What no movement means
If your week-6 or week-12 IGF-1 hasn't moved from baseline, troubleshoot in this order:
- Vendor quality. Underdosed or fake peptides are the most common cause of zero IGF-1 response. See vendor quality checks.
- Reconstitution and storage. Check your math, check your refrigeration, check that you're drawing the dose you think you're drawing. Use the reconstitution calculator.
- Timing. Eating before injection blunts GH release sharply. Confirm you're injecting on an empty stomach. See best injection timing.
- Dose. Some users need the upper end of the dose range to produce a measurable IGF-1 response.
- Individual response. A small fraction of users have blunted GH-axis responsiveness — typically older users or those with pituitary issues. If everything else checks out and IGF-1 still doesn't move, secretagogues may simply not be the right tool for you.

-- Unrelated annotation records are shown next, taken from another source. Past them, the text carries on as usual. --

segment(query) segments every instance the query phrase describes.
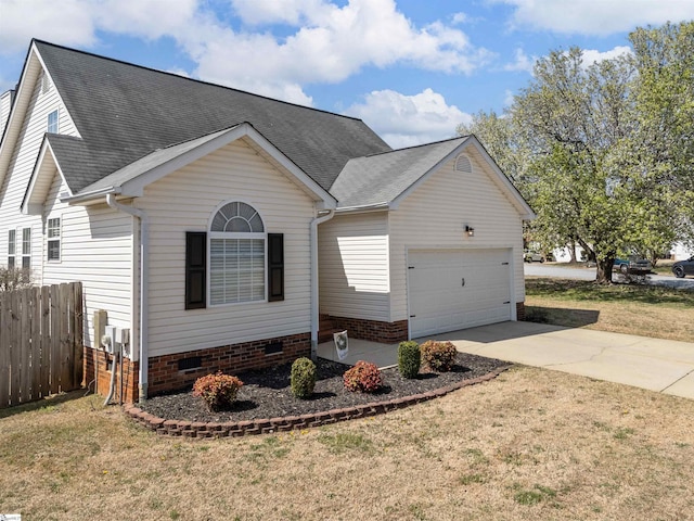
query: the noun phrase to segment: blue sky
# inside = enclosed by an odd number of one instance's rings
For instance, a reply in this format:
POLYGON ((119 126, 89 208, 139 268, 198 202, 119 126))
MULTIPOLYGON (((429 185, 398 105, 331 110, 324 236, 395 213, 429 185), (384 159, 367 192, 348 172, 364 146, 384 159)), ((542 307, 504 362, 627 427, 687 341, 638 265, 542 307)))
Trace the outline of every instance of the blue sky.
POLYGON ((33 37, 362 118, 393 147, 501 112, 532 63, 629 52, 694 0, 0 0, 0 90, 33 37))

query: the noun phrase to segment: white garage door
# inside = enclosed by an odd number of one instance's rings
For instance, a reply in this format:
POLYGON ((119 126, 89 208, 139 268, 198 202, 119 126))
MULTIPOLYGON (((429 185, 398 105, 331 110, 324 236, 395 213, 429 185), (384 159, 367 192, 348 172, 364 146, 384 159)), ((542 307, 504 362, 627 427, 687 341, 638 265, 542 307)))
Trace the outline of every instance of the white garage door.
POLYGON ((511 320, 511 251, 411 250, 413 339, 511 320))

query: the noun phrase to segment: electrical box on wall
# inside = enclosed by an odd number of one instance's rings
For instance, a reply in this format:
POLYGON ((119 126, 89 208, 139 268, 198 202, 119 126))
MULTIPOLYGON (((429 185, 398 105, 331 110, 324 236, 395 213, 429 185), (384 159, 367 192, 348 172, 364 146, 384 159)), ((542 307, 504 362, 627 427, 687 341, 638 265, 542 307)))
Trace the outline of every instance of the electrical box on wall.
POLYGON ((101 338, 101 345, 103 345, 106 353, 117 353, 120 347, 120 342, 117 340, 116 326, 106 325, 104 335, 101 338))
POLYGON ((130 358, 130 361, 138 361, 140 359, 138 350, 132 348, 132 342, 130 342, 130 330, 121 329, 121 344, 123 345, 123 356, 126 358, 130 358))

Other markers worth tracking
| Marker | Why |
|---|---|
| Fasting glucose | GH peptides can shift glucose; track at baseline and mid-cycle |
| HbA1c | Longer-window glucose marker; baseline and end-cycle |
| Fasting insulin | Optional; useful for detecting insulin resistance drift |
| IGFBP-3 | Optional; confirms IGF-1 trend if results are ambiguous |
| Prolactin | Useful if running GHRP-2 or GHRP-6 long-term |
| Cortisol (AM) | Same as above |
For most users on Sermorelin or Ipa+CJC, IGF-1 + fasting glucose + HbA1c is sufficient. For users on Tesamorelin, MK-677, or GHRP-2/6 long-term, the broader panel makes more sense.
A practical takeaway
Don't run a GH peptide protocol blind. The bloodwork is the difference between knowing your protocol works and hoping it does. A baseline + mid-cycle + end-cycle IGF-1 panel costs less than a single vial of peptide and tells you more than three months of feel checks.